The other day when I was swimming laps, I surprised myself when halfway down the lap lane, I stopped. I stopped suddenly and for no apparent reason. As I stopped, I pondered, “Why did you stop, Julie?” I responded to myself, “I wondered that, too.” And, so, I pondered some more, “Why did I stop?”

I had everything I needed:
• Decades of swimming experience (swim team, teaching swimming lessons, and coaching swim teams);
• The optimal setting (I had a calm, outdoor pool all to myself on a perfect summer evening);
• The right tools for the job (fins, paddles, kickboard, and my skills)

I took a deep breath and made myself open to some answers.

Stopping mid-flow

I likened my stopping mid-lap to how in life I have stopped mid-flow. I have sometimes stopped in the middle of a project or what I was working on to assess my progress, reassess the process I’m using, and then tweak as necessary. I have also found myself experiencing a bit of procrastination on some projects. And, while procrastinating, I have thought about the best way to proceed and at times, worried about the possible outcomes. The “what if’s.

I pride myself on having the patience for research when trying to figure out the exact right tool for my business. Such as which payment tool to use, which scheduling platform is the best for my business, and which CRM (Customer Resource Management) to use. Researching, analyzing, and weighing all options are skills of a reasonable, logical person and business owner.

Over thinking and wellbeing

However, sometimes over thinking and weighing options ad nauseam can wreak havoc on my psyche, my relationships, and my well being. It is advantageous to make sure I’m taking the right steps and risks. However, when there is too much of thinking and ruminating, it can become debilitating. It can become a severe case of “analysis paralysis.”
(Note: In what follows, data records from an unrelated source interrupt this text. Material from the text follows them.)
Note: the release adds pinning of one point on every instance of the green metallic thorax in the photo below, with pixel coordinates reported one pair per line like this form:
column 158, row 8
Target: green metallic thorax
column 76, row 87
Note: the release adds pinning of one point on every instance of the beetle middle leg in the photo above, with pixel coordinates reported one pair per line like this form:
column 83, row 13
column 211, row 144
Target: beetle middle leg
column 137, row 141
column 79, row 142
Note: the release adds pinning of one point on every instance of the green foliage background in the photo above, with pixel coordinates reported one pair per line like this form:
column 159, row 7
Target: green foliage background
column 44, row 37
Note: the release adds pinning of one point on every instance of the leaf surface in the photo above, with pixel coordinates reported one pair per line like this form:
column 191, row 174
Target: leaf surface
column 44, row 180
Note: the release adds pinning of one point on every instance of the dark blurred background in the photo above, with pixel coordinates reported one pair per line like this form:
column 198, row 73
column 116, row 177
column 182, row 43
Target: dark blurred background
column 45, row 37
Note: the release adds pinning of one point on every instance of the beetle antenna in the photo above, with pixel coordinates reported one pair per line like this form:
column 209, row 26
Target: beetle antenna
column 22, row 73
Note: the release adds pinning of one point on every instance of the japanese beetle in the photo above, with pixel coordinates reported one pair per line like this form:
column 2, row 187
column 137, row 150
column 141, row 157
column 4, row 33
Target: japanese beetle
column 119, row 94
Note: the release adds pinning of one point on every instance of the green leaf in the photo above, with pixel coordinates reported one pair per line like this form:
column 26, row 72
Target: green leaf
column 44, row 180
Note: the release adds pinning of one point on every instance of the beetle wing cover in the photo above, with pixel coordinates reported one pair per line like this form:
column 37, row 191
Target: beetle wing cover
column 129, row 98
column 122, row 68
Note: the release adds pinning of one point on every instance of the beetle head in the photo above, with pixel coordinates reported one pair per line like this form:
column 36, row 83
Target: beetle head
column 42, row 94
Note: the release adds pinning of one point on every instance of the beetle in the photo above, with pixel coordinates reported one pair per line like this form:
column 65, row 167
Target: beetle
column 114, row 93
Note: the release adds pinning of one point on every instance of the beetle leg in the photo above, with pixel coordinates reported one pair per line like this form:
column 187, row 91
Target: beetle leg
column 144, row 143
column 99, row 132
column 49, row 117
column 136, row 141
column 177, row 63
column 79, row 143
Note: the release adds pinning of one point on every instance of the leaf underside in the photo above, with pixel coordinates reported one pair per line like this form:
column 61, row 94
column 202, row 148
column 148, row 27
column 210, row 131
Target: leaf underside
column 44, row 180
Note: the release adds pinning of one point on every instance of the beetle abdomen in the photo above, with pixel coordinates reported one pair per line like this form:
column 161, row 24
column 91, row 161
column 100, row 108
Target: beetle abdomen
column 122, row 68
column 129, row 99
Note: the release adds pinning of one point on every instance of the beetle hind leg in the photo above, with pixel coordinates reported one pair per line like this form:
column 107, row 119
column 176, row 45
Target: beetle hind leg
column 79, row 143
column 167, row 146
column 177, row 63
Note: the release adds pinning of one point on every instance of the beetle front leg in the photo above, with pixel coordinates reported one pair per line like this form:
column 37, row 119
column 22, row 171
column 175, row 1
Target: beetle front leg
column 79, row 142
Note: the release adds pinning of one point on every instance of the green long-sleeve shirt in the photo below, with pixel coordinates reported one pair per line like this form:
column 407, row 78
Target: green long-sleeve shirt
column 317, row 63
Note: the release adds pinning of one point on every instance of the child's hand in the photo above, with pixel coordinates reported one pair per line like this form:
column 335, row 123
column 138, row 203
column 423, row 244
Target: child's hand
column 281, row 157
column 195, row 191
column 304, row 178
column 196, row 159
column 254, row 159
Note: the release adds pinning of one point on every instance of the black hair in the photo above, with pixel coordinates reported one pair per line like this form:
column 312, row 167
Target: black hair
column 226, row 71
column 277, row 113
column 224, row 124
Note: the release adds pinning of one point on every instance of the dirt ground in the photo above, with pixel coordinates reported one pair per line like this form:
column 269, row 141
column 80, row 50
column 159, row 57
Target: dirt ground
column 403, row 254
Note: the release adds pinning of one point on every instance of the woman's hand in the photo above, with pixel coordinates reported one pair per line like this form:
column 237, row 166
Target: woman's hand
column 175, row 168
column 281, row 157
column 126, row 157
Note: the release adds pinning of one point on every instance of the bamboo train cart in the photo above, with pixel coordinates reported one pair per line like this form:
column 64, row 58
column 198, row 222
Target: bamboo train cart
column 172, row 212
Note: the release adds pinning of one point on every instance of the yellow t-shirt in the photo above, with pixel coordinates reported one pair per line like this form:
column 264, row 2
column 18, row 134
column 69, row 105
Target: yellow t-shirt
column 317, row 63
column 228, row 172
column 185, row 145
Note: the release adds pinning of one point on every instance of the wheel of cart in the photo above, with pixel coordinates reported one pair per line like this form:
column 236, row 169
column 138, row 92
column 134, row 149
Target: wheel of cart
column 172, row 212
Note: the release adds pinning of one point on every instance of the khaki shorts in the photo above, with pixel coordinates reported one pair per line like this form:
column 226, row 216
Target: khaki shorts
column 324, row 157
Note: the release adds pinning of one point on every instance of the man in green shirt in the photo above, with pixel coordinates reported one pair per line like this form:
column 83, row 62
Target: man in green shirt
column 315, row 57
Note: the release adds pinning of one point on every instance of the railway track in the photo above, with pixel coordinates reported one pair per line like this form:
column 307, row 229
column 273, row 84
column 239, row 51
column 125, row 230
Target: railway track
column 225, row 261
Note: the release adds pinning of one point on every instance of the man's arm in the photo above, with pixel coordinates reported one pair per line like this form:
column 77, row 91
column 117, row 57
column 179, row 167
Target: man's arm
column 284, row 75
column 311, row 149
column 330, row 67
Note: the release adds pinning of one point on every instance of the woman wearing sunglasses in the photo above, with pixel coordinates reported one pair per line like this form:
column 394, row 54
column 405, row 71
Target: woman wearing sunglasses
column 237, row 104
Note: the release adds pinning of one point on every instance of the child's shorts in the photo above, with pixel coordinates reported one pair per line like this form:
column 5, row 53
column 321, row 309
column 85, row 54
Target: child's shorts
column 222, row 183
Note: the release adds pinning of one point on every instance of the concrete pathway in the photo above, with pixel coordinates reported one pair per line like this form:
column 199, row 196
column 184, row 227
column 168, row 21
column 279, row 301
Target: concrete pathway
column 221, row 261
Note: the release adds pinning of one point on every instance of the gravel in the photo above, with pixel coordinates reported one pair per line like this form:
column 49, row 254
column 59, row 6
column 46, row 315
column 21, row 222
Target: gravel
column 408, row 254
Here is the funny part… And, I am an improvisor. Planning, thinking, procrastinating, stalling are not typical characteristics of an improvisor. (I trained at The Second City in Chicago in the 1990’s and even coach individuals and business owners how to incorporate improv into their lives, businesses, and as an effective communication tool.)

I thought about these thoughts over the next few days.

And then, voila, by chance, or by a serendipitous pull from the Universe, I reached for a book on my nightstand. I keep a stack of various books on my nightstand so that I am ready for whatever reading material strikes my fancy.

I opened up the book, “Originals…How Non-Conformists Move the World” by Adam Grant to a seemingly random page on the topic of “Procrastination—The Discipline of Delay.” P. 97

The Discipline to Delay. Procrastination turns out to be a common habit of creative thinkers and great problem solvers…Procrastination may be particularly conducive to creativity when it leaves us solving problems at moments where we’re unfocused.

Looking at the big picture

I am reminded that everything is done in its time. It is important to let an idea percolate a bit. Sometimes we need to pause, take a step back, and look at the big picture. As I write this, I am aware of the difference between percolating and ruminating. One is allowing an idea to develop. The other is lamenting over what could have or should have been done.

Taking time to pause, reflect, and admire where I have been and what I have accomplished is indeed a part of the process and leads toward progress.

Pause if you need to, ruminate on those fabulous ideas, and be sure to take action. You will see progress.

And, you just might enjoy the process along the way as you allow your ideas and dreams to percolate.